FDA Allows Hormone-Disrupting Phthalates in Food Packaging
The chemicals can leach into food and drinks, causing infertility, birth defects, and harm to brain development
The Food and Drug Administration (FDA) today denied petitions to ban phthalates, toxic chemicals that leach into food and drinks, seriously harming human health. Scientific evidence proves phthalates are a toxic petrochemical used in food packaging and contaminate products like meat, milk, and spices. While the FDA still allows companies to use phthalates in many products despite a decades-old Congressional ban on the toxins’ use in children’s toys and the availability of safer alternatives to the chemicals, the agency said it will evaluate its use in food-contact products instead and wants more information from the public.
A growing body of evidence shows phthalates harm a body’s hormone-regulated processes, causing birth defects, infertility, miscarriage, breast cancer, diabetes, and asthma. The toxin is particularly harmful to young children and babies, stunting brain development, leading to reduced attention spans, and causing behavioral disorders. Women and people of color face higher risks of health problems from phthalates exposure compared to the general population.
“FDA’s decision recklessly green-lights ongoing contamination of our food with phthalates, putting another generation of children at risk of life-altering harm to their brain development and exacerbating health inequities experienced by Black and Latina women,” said Earthjustice attorney Katherine O’Brien. “FDA’s announcement that it will now start reviewing new data on phthalate safety — six years after advocates sounded the alarm — is outrageous and seeks to sidestep FDA’s legal duty to address the current science in proceedings on the existing petitions.”
Federal rules outlaw the use of chemicals in food or food-contact materials unless scientifically proven that they are safe by considering the cumulative effect of all other chemicals in the diet. The FDA must apply this rule by routinely assessing new chemicals and reviewing how safe current ones are as scientists perform more studies.
In March 2016, a coalition of advocacy groups submitted two petitions urging FDA to ban phthalates as food additives, but the agency sat on the request for years despite a legal mandate to make a final decision on it within 180 days. Advocates sued FDA in federal court in December 2021, forcing the agency to finally decide on the toxin’s use in food and drinks.
FDA did, however, grant a plastics industry petition to repeal federal approval for multiple phthalates added to food packaging and processing equipment, asserting that companies have abandoned such uses. FDA’s decisions today leave many phthalates, mainly those shown to do the most harm, on the market and in food, personal care products, cosmetics, cleaning products, and more. People’s cumulative exposure to these toxins through multiple products increases their risk of health harm.

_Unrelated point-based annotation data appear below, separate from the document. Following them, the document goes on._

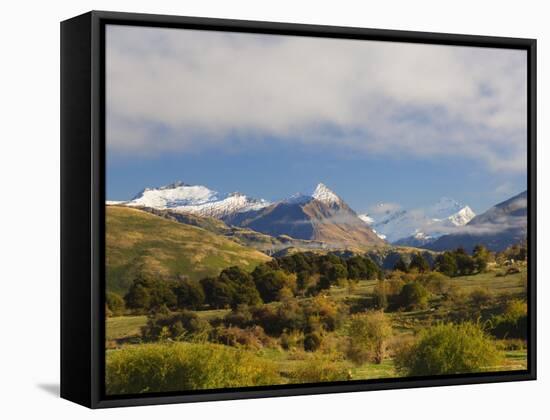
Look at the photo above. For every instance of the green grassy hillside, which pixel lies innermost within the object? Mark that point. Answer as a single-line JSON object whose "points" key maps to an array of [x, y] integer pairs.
{"points": [[140, 242]]}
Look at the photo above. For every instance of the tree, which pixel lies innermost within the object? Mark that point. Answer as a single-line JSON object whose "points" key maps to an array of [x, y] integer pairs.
{"points": [[189, 294], [446, 263], [337, 272], [269, 282], [218, 294], [413, 296], [115, 303], [419, 263], [312, 341], [242, 283], [138, 297], [368, 333], [401, 265], [465, 264], [481, 257], [448, 349]]}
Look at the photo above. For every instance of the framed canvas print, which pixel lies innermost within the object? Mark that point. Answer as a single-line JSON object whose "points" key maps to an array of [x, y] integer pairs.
{"points": [[255, 209]]}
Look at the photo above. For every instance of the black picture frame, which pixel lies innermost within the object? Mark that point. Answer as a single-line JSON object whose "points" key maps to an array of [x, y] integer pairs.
{"points": [[83, 210]]}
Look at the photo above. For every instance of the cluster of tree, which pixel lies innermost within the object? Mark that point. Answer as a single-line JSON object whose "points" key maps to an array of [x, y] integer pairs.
{"points": [[460, 263], [418, 263], [309, 316], [318, 272], [516, 252], [281, 278]]}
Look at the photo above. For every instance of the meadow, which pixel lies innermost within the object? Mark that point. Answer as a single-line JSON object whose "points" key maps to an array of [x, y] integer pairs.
{"points": [[355, 327]]}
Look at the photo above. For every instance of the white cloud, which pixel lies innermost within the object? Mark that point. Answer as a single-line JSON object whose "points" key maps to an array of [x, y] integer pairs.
{"points": [[171, 90]]}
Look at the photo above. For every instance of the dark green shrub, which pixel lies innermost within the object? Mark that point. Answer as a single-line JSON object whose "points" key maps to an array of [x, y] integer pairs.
{"points": [[413, 296], [189, 294], [419, 263], [115, 303], [448, 349], [312, 341], [434, 282], [175, 326], [401, 265], [174, 367], [512, 323], [446, 264], [320, 369], [480, 297], [368, 334]]}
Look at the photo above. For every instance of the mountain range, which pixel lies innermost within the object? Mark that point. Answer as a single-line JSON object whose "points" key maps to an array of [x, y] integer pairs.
{"points": [[322, 219], [321, 216], [499, 227], [417, 227]]}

The 2016 petitions were submitted by Earthjustice, Environmental Defense Fund, Center for Environmental Health, Center for Food Safety, Center for Science in the Public Interest, Clean Water Action, Consumer Federation of America, Improving Kids’ Environment, Learning Disabilities Association of America, Breast Cancer Prevention Partners, and Natural Resources Defense Council. Defend Our Health and Alaska Community Action on Toxics joined the litigation to force FDA action on the petitions after years of delay.